It is a common problem in Machine Learning to talk about whether a model is just remembering information, performing surface statistics or is actually doing something deeper? We try to investigate this for OthelloGPT!

The original paper by Kenneth Li et. al. find that this model is not just performing sequence statistics, the model representation infact has a world model of the Othello environment.

The authors make multiple arguments like a) how the world model representation is being used to draw inferences, b) how a non-linear probe can actually input the internal representation of the model and output (with high accuracy!) the current board state and c) how altering the internal representation ends up having the intended effect on the predictions. They also have a more accessible version of it as a blog.

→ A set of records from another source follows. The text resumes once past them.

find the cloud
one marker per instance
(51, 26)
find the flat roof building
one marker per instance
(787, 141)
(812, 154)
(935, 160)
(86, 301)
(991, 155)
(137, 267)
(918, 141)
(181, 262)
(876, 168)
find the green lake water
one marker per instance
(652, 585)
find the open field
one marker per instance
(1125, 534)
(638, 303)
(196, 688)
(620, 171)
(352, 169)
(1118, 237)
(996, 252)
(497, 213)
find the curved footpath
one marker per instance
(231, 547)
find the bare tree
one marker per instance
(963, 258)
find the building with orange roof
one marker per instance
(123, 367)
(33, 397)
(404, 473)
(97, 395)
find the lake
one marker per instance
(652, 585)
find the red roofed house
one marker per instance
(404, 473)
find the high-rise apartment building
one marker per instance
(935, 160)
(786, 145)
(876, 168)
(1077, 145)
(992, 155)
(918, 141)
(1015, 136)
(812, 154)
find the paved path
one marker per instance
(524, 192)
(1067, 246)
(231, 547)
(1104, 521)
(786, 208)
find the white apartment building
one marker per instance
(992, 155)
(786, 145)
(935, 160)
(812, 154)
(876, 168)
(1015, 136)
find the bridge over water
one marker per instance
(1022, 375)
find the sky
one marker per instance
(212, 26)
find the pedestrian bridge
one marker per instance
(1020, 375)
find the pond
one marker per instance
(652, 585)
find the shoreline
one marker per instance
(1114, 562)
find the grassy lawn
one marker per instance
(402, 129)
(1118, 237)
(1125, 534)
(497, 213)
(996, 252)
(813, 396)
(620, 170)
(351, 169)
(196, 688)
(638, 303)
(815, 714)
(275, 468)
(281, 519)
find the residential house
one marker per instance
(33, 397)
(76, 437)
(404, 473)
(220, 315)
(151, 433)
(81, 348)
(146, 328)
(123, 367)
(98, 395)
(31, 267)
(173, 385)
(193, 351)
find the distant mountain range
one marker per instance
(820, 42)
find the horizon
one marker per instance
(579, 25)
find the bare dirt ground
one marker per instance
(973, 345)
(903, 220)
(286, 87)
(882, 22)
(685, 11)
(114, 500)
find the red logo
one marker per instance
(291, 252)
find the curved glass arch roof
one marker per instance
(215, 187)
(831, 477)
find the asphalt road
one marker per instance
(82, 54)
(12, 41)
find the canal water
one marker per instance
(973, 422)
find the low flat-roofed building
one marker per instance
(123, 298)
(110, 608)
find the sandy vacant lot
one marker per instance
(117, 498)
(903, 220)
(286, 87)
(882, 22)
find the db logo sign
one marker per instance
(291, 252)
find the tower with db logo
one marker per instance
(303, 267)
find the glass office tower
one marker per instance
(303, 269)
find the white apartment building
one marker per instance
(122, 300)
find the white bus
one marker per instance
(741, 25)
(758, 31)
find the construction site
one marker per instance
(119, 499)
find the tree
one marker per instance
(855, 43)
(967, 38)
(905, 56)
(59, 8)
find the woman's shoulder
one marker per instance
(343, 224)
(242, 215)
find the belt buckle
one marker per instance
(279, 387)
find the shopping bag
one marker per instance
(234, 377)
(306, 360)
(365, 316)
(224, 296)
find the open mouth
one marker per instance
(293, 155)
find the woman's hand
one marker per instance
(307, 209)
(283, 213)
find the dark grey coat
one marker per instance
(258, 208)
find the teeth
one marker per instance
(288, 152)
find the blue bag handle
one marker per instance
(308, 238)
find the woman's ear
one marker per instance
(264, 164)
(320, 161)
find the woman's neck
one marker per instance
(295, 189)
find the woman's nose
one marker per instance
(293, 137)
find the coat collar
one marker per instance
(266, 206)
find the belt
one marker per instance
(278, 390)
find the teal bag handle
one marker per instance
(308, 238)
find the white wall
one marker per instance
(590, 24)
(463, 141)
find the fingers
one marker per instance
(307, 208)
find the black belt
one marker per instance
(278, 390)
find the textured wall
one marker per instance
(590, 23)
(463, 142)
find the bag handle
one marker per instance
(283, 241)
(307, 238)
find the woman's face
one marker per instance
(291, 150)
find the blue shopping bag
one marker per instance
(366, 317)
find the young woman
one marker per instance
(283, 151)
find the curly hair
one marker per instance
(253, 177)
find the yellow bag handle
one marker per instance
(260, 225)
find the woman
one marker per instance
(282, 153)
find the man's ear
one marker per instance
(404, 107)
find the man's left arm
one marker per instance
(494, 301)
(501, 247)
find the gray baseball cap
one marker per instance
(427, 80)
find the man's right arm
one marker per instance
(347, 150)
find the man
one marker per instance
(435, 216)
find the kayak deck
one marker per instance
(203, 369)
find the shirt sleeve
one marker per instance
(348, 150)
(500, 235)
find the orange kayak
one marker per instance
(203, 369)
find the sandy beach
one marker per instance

Later Neel Nanda et al publish a paper talking about their findings on how this representation is, well, actually linear! You need to view in a particular direction to find the linearity!

In this project, I dealt with the following problem:

How Does The Model Compute That A Certain Cell is Blank?

This seems like an easy thing to compute, as all you need to do is to figure out whether the \((i,j)^{\text{th}}\) cell has appeared in the move sequence or not.

Goals:

At which layer does the model conclude that it’s blank?
Does this come from any specific head or neuron?
How could a transformer detect this?

We hypothesize that a single attention head per cell is what is used by a transformer. Let’s try to answer these questions one-by-one.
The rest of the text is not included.